I just wanted to ask how should i remove the little algae that is on the faces of the tank inside of the water

i tried rubbing it with my fingers but it's not really coming off.
I went to a LFS and they have those white-ish blocks but they still seem kind of hard and stiff.. just wondering if those actually work without scratching my tank, or if you guys have any suggestions?

Appreciate it,


----------



## cS (Jan 27, 2004)

Since it is an acrylic tank, you can use a toothbrush and lots of elbow grease. Take an old toothbrush and brush it on wet concrete (or any rough surface) to make the bristles short and uniform in length. Doing so will greatly improve its scowering ability. Credit cards are equally effective but I am not sure if it will scratch acrylic.

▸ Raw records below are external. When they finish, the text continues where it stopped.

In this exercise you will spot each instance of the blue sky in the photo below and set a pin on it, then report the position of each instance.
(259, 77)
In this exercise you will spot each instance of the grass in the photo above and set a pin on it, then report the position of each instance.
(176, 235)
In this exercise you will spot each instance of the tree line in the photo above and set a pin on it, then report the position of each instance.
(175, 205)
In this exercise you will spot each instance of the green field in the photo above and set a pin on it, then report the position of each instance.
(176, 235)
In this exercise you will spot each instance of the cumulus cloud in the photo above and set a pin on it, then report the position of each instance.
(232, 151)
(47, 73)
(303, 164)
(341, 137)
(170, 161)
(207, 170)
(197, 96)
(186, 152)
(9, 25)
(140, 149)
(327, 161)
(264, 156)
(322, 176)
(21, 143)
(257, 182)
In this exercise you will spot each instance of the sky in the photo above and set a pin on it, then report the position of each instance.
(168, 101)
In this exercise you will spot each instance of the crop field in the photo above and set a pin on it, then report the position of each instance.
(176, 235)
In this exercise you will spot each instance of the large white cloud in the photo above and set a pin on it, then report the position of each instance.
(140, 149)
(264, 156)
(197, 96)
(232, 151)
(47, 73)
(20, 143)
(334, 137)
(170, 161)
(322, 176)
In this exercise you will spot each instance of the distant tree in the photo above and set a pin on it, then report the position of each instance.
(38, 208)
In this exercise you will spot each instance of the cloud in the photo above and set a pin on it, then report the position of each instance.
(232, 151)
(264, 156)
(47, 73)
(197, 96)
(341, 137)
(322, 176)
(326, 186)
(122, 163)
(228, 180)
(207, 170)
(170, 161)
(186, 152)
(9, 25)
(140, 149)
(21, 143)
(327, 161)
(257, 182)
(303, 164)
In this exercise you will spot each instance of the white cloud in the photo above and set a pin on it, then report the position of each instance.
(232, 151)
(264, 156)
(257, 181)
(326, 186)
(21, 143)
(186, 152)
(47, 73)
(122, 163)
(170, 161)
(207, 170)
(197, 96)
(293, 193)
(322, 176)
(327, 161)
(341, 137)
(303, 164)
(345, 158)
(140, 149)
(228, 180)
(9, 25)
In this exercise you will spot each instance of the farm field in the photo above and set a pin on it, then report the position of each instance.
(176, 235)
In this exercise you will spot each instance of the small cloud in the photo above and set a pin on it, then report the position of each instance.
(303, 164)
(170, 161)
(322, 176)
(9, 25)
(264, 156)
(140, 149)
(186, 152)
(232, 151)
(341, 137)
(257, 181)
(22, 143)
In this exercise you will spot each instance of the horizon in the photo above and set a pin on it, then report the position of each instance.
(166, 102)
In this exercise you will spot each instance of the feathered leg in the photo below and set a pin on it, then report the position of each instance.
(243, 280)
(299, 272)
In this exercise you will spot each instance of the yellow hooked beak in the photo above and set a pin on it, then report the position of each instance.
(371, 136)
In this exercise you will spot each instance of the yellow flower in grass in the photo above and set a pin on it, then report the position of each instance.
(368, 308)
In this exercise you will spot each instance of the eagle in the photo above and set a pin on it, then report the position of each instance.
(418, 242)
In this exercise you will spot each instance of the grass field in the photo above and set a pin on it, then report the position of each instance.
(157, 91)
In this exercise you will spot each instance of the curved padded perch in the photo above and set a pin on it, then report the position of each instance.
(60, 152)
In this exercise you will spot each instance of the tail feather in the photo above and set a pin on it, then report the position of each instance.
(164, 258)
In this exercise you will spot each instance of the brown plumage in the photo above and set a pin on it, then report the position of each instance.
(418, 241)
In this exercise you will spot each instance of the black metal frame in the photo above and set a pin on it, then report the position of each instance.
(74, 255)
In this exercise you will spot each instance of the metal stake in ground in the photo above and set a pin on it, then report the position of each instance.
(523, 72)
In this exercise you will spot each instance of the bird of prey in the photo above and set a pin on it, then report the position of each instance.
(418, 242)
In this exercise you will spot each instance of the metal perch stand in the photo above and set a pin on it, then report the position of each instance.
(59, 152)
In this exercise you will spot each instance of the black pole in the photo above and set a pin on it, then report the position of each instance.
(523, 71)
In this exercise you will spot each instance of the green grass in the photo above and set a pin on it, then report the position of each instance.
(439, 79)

To lessen/prevent future occurances of green spot algae, try increasing your PO4 dosages.


----------



## JanS (Apr 14, 2004)

I've had good luck using the Scotchbrite scouring pads made for non-stick cookware (the yellow ones). I've been using them on a few of my small acrylic tanks for years with no scratches at all.


----------



## trenac (Jul 16, 2004)

Kent makes a line of scrapers for arcrylic tanks that work very well for scraping off green spot algae... http://www.bigalsonline.com/search/.../catalog3-1;page=2;log_id=2243498;last_page=2


----------



## MatPat (Mar 22, 2004)

I went to either Wal Mart or PetSmart and got an algae scrubber for acrylic tanks. It works well and doesn't seem to scratch the tank. It's a light green pad about 3x6". It works very well on the green spot on my glass tanks also. I've used a toothbrush also, but I didn't brush it on concrete first. I'm gonna have to try the concrete idea!


----------



## cS (Jan 27, 2004)

MatPat said:


> I've used a toothbrush also, but I didn't brush it on concrete first. I'm gonna have to try the concrete idea!

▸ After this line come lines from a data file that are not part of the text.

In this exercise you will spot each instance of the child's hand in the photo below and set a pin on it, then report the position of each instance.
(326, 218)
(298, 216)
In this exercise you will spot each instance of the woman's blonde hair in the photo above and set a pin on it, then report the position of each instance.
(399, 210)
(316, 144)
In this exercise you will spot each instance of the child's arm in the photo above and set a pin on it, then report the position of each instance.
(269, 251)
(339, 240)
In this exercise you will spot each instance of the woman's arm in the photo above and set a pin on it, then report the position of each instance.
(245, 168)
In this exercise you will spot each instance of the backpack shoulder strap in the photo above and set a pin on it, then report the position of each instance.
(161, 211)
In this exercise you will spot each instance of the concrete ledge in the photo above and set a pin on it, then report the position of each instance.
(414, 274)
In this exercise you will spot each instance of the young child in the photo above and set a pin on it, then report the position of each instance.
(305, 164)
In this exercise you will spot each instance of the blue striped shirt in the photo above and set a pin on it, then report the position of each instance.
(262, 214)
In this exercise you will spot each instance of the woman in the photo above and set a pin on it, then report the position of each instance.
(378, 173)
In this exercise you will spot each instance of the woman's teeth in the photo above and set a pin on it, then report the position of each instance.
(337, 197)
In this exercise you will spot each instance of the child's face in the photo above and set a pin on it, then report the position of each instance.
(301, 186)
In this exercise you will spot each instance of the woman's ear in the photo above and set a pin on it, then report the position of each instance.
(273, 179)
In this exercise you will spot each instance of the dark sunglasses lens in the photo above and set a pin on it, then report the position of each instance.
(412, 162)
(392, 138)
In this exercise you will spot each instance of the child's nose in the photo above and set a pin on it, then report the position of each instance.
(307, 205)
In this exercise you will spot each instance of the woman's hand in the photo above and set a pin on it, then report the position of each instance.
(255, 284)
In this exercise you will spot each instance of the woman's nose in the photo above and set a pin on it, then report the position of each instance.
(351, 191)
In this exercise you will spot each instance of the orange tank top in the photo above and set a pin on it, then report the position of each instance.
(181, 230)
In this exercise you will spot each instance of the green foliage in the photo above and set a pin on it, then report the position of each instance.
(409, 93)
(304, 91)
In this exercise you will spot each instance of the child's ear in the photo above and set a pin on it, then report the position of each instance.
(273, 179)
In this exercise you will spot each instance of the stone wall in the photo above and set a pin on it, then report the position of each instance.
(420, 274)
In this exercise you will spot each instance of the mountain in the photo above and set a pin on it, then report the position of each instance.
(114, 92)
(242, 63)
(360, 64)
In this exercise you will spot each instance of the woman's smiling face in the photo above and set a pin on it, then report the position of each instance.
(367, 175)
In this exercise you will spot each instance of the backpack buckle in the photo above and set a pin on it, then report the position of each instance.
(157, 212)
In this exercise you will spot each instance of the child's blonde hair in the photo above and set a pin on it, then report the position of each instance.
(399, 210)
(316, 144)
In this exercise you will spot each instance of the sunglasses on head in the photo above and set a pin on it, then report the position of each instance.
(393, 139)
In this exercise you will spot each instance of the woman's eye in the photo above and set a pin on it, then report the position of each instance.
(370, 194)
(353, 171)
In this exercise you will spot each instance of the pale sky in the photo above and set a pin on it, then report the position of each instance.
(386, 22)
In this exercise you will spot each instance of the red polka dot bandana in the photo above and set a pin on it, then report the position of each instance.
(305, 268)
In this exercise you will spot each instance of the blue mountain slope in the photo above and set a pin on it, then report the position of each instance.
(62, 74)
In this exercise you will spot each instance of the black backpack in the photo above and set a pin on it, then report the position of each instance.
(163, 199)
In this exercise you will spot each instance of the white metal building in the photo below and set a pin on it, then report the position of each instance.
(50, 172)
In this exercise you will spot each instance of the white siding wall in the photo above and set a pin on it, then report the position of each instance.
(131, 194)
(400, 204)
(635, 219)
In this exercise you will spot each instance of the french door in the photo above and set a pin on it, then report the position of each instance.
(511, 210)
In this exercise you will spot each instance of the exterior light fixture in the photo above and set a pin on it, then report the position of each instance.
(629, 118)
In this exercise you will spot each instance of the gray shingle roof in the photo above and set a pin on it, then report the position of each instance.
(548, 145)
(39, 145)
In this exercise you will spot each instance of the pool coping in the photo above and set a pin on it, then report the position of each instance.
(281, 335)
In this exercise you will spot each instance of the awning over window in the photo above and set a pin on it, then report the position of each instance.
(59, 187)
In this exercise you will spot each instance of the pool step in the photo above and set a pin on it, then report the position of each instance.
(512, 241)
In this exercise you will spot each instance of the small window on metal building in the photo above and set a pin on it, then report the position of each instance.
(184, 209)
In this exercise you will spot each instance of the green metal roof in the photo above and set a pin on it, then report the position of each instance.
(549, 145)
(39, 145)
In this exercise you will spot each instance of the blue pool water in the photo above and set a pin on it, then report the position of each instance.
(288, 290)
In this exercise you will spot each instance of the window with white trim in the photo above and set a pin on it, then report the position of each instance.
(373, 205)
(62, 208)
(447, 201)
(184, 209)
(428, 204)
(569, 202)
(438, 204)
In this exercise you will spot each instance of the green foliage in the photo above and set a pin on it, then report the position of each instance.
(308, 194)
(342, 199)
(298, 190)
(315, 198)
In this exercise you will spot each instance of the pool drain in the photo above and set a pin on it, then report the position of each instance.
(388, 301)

I can't believe how oblivious I am: instead of shortening the bristles on concrete, you can simply take a pair of scissors and cut the bristles to size. Ha ha ha. ](*,) Most toothbrushes have long, pliable, and uneven bristles -- not very useful attributes for scrubbing hard things off of a flat surface. By shortening and evening-out the bristles, you are making the bristles less pliable and much denser, which translate to improved scouring power. Perfect for those stubborn green spot algae, among other types of algae.

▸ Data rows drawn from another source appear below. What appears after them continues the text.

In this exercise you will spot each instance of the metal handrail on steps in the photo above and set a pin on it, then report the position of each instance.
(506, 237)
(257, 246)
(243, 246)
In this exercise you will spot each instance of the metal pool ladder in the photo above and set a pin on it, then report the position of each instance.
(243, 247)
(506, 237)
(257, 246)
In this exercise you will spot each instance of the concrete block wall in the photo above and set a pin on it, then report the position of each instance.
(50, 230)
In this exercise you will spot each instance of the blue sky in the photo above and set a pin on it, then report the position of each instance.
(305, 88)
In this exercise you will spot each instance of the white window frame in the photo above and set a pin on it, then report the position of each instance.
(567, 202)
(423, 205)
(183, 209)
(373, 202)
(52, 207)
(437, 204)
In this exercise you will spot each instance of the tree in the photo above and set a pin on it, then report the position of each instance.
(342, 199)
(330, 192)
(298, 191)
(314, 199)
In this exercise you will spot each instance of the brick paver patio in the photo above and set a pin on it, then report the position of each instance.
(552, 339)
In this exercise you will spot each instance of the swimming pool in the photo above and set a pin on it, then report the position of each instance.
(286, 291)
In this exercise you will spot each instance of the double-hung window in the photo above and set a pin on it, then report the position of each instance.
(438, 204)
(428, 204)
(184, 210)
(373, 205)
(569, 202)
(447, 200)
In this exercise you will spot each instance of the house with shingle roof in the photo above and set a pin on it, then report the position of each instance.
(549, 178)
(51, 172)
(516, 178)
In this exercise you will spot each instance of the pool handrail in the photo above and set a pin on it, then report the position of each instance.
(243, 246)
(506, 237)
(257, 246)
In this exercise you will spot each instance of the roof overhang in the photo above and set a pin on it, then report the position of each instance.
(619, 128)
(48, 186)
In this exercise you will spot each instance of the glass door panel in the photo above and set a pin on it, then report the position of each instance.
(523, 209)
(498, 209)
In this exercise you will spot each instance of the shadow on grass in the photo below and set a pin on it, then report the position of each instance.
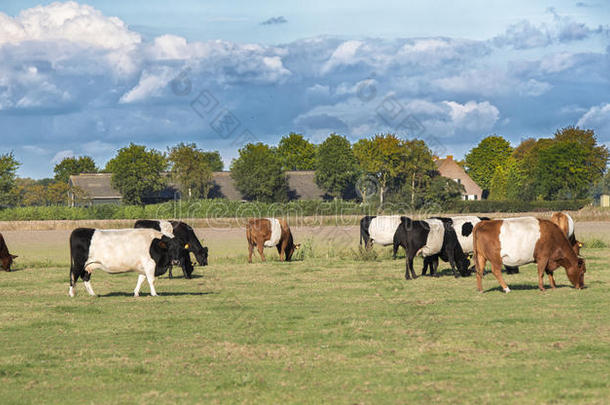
(517, 287)
(163, 294)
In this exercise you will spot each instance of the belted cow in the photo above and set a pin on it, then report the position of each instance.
(270, 232)
(519, 241)
(430, 237)
(185, 235)
(380, 230)
(145, 251)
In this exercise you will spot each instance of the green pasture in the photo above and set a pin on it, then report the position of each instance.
(330, 328)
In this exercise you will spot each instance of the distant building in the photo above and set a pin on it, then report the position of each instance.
(98, 188)
(449, 168)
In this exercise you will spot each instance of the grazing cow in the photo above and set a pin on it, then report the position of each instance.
(519, 241)
(566, 224)
(269, 232)
(379, 230)
(430, 237)
(185, 236)
(463, 227)
(6, 259)
(145, 251)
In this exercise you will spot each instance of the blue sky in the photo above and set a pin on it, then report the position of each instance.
(88, 78)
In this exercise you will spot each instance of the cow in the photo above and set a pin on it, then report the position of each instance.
(145, 251)
(566, 224)
(379, 230)
(523, 240)
(6, 259)
(430, 237)
(270, 232)
(463, 227)
(185, 234)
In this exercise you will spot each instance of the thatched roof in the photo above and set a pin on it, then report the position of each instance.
(449, 168)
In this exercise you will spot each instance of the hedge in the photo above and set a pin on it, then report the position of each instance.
(220, 208)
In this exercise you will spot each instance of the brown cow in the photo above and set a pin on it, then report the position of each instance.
(6, 259)
(566, 224)
(518, 241)
(269, 232)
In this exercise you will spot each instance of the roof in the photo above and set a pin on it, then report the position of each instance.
(96, 185)
(449, 168)
(99, 186)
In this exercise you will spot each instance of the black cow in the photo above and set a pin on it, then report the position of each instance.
(186, 236)
(431, 238)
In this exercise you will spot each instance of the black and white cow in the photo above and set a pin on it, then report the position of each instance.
(379, 230)
(430, 237)
(463, 227)
(145, 251)
(186, 236)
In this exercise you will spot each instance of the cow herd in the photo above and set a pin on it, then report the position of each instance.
(152, 247)
(510, 242)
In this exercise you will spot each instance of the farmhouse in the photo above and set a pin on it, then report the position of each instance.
(449, 168)
(98, 188)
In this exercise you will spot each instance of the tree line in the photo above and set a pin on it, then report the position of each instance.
(384, 168)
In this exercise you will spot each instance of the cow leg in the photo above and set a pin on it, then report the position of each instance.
(479, 264)
(541, 268)
(496, 269)
(150, 277)
(136, 291)
(250, 251)
(434, 267)
(260, 244)
(551, 279)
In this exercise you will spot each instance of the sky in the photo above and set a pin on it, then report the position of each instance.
(87, 78)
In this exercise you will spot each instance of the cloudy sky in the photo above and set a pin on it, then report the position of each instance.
(87, 78)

For heavy infestations or on large tanks, it may make more sense to invest in products recommended by Jan, trenac, and MatPat. I am much too cheap to throw away my trustworthy _free_ toothbrushes. Hehehe. :biggrin:


----------



## Ibn (Oct 20, 2004)

I use those acrylic safe algae pads that you can pick up at your LFS.


----------



## plantbrain (Jan 23, 2004)

Great = a new credit card
Fairly good= an old one
Best = the spouse's

Always clean top to bottom.


Regards, 
Tom Barr


----------